We also find that the cases on which the Union relies are distinguishable. In AFGE, the second sentence of Proposal 12 precluded the agency from assigning employees to work in confined or enclosed spaces that lacked mechanical or natural ventilation without posting an individual nearby with equipment necessary to effect a safe rescue. The Authority found that the sentence constituted a negotiable appropriate arrangement, balancing the substantial benefits to employees against the infrequent nature of such hazardous assignments. In AFGE, Provision 2 prevented the agency from assigning work to employees in circumstances where they reasonably believed that that the duties present an imminent risk of death or serious bodily harm coupled with an insufficient time within which to abate the hazard.
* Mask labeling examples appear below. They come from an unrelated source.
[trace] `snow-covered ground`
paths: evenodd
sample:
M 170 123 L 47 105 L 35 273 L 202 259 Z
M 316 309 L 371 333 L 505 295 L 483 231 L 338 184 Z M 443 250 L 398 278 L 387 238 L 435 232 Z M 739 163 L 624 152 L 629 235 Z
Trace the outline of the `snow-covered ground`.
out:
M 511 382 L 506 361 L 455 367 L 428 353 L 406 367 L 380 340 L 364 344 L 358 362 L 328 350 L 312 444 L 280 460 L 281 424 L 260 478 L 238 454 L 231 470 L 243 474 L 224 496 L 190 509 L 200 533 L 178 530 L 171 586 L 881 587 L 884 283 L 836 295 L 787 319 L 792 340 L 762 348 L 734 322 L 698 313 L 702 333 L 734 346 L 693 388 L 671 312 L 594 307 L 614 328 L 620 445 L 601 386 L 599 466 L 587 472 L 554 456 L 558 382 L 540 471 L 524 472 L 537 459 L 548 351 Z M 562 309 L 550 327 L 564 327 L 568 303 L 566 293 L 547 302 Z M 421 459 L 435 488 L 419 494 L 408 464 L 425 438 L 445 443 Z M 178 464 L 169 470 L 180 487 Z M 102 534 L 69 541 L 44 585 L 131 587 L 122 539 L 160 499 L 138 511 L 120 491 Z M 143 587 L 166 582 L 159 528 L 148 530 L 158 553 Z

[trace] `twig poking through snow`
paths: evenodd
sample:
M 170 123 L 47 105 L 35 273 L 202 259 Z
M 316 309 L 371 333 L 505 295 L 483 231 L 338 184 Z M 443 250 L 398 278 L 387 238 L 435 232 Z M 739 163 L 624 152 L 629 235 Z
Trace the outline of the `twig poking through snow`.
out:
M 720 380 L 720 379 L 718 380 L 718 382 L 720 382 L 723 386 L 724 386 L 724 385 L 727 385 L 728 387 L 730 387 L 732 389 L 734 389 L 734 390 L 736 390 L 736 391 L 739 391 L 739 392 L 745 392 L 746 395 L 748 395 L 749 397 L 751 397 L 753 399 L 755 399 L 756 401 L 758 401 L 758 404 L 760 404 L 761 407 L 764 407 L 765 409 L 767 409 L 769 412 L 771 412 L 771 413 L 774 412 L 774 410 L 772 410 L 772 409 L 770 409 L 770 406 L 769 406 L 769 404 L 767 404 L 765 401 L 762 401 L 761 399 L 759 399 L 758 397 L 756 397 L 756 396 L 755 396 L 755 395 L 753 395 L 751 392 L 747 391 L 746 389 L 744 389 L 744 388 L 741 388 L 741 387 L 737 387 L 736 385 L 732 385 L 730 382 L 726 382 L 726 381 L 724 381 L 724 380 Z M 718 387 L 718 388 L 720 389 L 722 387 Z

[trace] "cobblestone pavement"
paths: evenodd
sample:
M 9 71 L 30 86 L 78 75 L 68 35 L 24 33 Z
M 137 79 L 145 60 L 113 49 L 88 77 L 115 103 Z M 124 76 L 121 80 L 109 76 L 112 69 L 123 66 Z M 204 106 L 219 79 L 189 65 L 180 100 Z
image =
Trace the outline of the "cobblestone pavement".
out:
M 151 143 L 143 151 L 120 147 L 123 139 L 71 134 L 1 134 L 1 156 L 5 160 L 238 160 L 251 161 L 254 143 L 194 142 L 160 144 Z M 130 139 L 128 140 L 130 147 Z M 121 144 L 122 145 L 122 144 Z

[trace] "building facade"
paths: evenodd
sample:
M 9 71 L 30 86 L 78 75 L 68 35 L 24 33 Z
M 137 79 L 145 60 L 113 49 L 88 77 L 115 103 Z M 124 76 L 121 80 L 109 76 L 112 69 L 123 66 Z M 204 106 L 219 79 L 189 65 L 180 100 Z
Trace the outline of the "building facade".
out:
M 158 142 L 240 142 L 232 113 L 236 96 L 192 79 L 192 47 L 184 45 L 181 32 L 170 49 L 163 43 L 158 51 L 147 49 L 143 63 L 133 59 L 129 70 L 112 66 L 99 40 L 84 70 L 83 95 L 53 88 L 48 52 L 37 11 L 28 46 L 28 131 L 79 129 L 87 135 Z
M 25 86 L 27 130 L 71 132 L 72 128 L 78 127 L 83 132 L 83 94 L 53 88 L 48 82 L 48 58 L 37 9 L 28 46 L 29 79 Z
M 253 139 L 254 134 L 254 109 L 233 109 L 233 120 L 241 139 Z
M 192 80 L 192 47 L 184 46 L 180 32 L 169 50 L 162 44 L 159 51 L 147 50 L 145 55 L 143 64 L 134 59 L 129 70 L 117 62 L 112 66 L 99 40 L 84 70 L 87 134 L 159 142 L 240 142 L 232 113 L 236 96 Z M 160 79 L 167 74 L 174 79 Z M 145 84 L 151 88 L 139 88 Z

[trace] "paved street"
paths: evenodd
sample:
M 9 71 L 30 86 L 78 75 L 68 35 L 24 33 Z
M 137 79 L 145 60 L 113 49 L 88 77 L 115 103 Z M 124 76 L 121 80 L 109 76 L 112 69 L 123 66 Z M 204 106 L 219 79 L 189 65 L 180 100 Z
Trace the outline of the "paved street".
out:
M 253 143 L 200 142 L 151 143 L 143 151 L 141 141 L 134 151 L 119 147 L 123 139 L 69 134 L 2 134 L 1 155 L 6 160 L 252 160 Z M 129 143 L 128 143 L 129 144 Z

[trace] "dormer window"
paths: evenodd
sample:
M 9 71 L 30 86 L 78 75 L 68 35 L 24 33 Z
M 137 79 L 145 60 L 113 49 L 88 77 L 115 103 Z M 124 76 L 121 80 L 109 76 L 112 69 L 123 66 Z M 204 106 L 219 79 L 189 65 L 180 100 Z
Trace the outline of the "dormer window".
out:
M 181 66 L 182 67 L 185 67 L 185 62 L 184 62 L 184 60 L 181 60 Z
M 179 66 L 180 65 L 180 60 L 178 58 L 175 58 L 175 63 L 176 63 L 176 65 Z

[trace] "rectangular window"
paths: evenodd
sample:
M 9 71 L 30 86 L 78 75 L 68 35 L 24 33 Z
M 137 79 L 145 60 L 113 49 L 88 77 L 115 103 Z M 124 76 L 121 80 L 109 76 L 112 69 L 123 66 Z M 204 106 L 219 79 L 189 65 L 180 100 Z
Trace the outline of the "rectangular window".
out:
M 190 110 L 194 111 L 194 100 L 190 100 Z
The Authority found that the provision was a negotiable appropriate arrangement, noting that the scope of the provision was sufficiently narrow, required clear evidence to support a fear of danger and would restrict the ability to assign work "[o]nly in the most limited circumstances[.]" 29 FLRA at 733.
Here, in contrast, the proposal is not designed to be narrowly applied, but is applicable across the full spectrum of Agency aircraft operations. And, while the Union argues the benefit from requiring more experienced pilots, the record does not establish a history of safety issues based upon the existing flight experience of the uniformed service pilots. We note the uniformed service pilots and co-pilots continue to be required to possess a commercial pilots license, must continue to satisfy certain Agency flight requirements and, according to the Agency, receive extensive training.
In sum, we find, on balance, that the proposal is outside the duty to bargain because it would excessively interfere with the exercise of management's rights.
Because the Union has not requested that parts of the proposal be severed, if one part of the proposal is outside the duty to bargain, the entire proposal is outside the duty to bargain. See Nat'l Air Traffic Controllers Ass'n, 61 FLRA 341, 347 (2005) (if any portion of a proposal is outside the duty to bargain, the entire proposal falls outside the duty to bargain). Consistent with the discussion above, we find the entire proposal is outside the duty to bargain. [n6]
The petition for review is dismissed. [ v61 p783 ]
G. MINIMUM FLIGHT EXPERIENCE REQUIREMENTS
Footnote # 1 for 61 FLRA No. 156 - Authority's Decision
The parties agree that that the "NOAA Corps officers are uniformed service, not civilian, employees and are not included in the bargaining unit represented by the Union." See Record of Post-Petition Conference (Conference Record) at 1-2. See also 5 U.S.C.§ 2101, that provides that uniformed service personnel, such as the NOAA pilots, are not "civil service" employees.
Footnote # 2 for 61 FLRA No. 156 - Authority's Decision
We are unable from the record to determine whether the Union's proposal is in the context of "change" or "term" bargaining. See, e.g., Dep't of the Air Force, Air Force Materiel Command, Wright-Patterson Air Force Base, Ohio, 51 FLRA 1532, 1535 (1996). In view of our decision, it is unnecessary to resolve this matter.